I like the overall idea—seems very worthwhile.
A query on the specifics:
Are you thinking that this is a helpful definition even when treating models as black boxes, or only based on some analysis of the model’s internals? To me it seems workable only in the latter case.
In particular, from a black-box perspective, I don’t think we ever know that task X is required for task Y. The most we can know is that some [task Z whose output logically entails the output of task X] is required for task Y (where of course Z may be X).
So this clause seems never to be satisfiable without highly specific knowledge of the internals of the model. (if we were to say that it’s satisfied when we know Y requires some Z entailing X, then it seems we’d be requiring logical omniscience for intent alignment)
For example, the model may be doing something like: Z→(Y&A)→Y
Without knowing that Z≡(X&A), and that X→Y also works (A happening to be superfluous in this case).
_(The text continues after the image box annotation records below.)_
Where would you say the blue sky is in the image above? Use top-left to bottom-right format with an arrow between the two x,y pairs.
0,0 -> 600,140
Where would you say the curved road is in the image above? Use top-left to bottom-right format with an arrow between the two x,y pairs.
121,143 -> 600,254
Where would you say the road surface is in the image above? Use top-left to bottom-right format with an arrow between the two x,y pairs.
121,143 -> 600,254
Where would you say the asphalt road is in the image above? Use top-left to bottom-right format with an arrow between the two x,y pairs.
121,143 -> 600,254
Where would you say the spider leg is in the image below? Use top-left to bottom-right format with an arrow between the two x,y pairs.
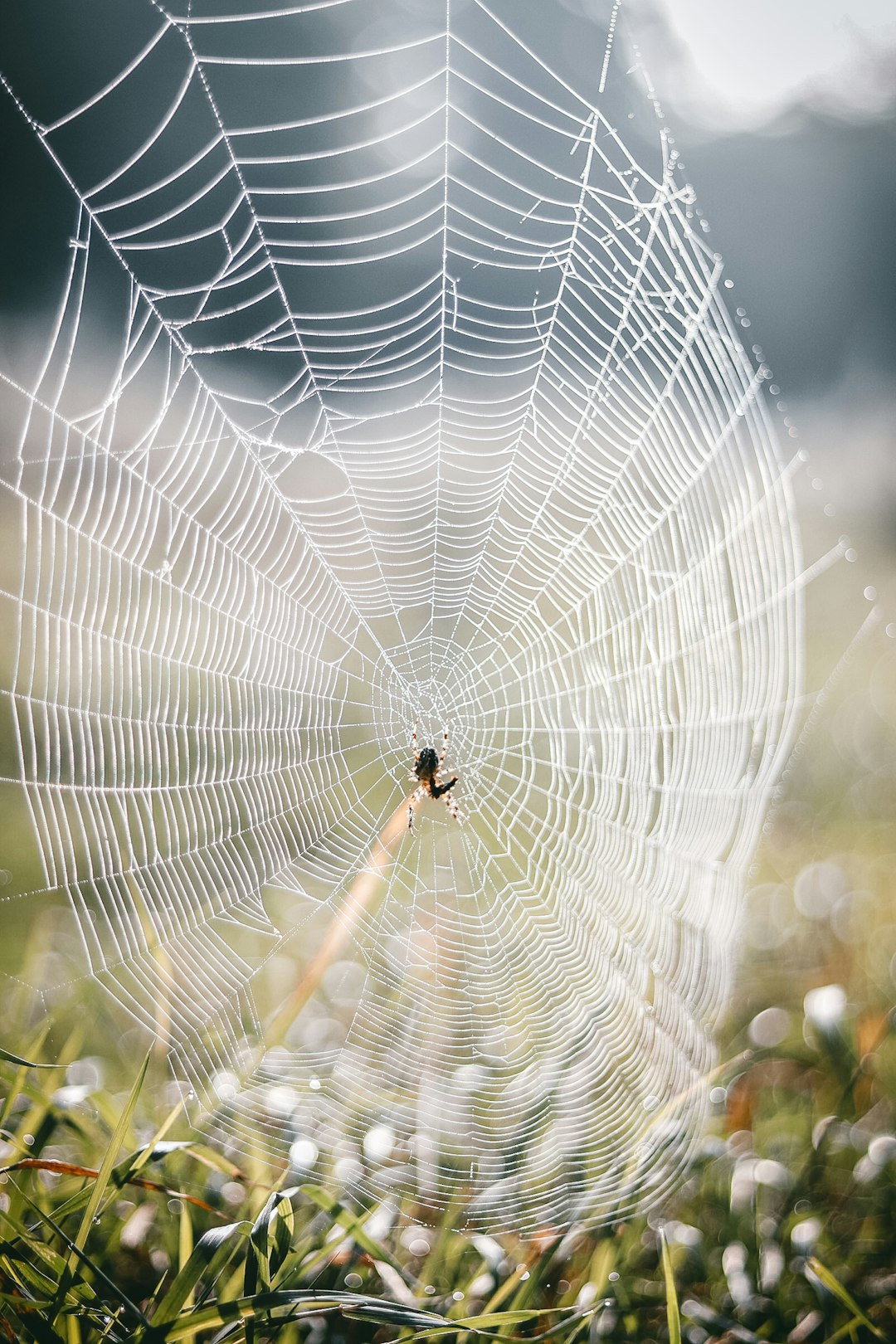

Does that seem right, or am I confused somewhere?
Another way to put this is that for workable cases, I’d expect the first clause to cover things: if the model knows how to simply separate Z into X&A in the above, then I’d expect suitable prompt engineering, fine-tuning… to be able to get the model to do task X.
(EDIT—third time lucky :) :
If this isn’t possible for a given X, then I expect the model isn’t capable of task X (for non-deceptive models, at least).
For black boxes, the second clause only seems able to get us something like “the model contains sufficient information for task X to be performed”, which is necessary, but not sufficient, for capability.)
Yeah, I think you need some assumptions about what the model is doing internally.
I’m hoping you can handwave over cases like ‘the model might only know X&A, not X’ with something like ‘if the model knows X&A, that’s close enough to it knowing X for our purposes—in particular, if it thought about the topic or learned a small amount, it might well realise X’.
Where ‘our purposes’ are something like ‘might the model be able to use its knowledge of X in a plan in some way that outsmarts us if we don’t know X’?
It seems plausible to me that there are cases where you can’t get the model to do X by finetuning/prompt engineering, even if the model ‘knows’ X enough to be able to use it in plans. Something like—the part of its cognition that’s solving X isn’t ‘hooked up’ to the part that does output, but is hooked up to the part that makes plans. In humans, this would be any ‘knowledge’ that can be used to help you achieve stuff, but which is subconscious—your linguistic self can’t report it directly (and further you can’t train yourself to be able to report it)
This mostly seems plausible to me—and again, I think it’s a useful exercise that ought to yield interesting results.
Some thoughts:
Handwaving would seem to take us from “we can demonstrate capability of X” to “we have good evidence for capability of X”. In cases where we’ve failed to prompt/finetune the model into doing X we also have some evidence against the model’s capability of X. Hard to be highly confident here.
Precision over the definition of a task seems important when it comes to output. Since e.g. “do arithmetic” != “output arithmetic”.
This is relevant in the second capability definition clause, since the kinds of X you can show are necessary for Y aren’t behaviours (usually), but rather internal processes. This doesn’t seem too useful in attempting to show misalignment, since knowing the model can do X doesn’t mean it can output the result of X.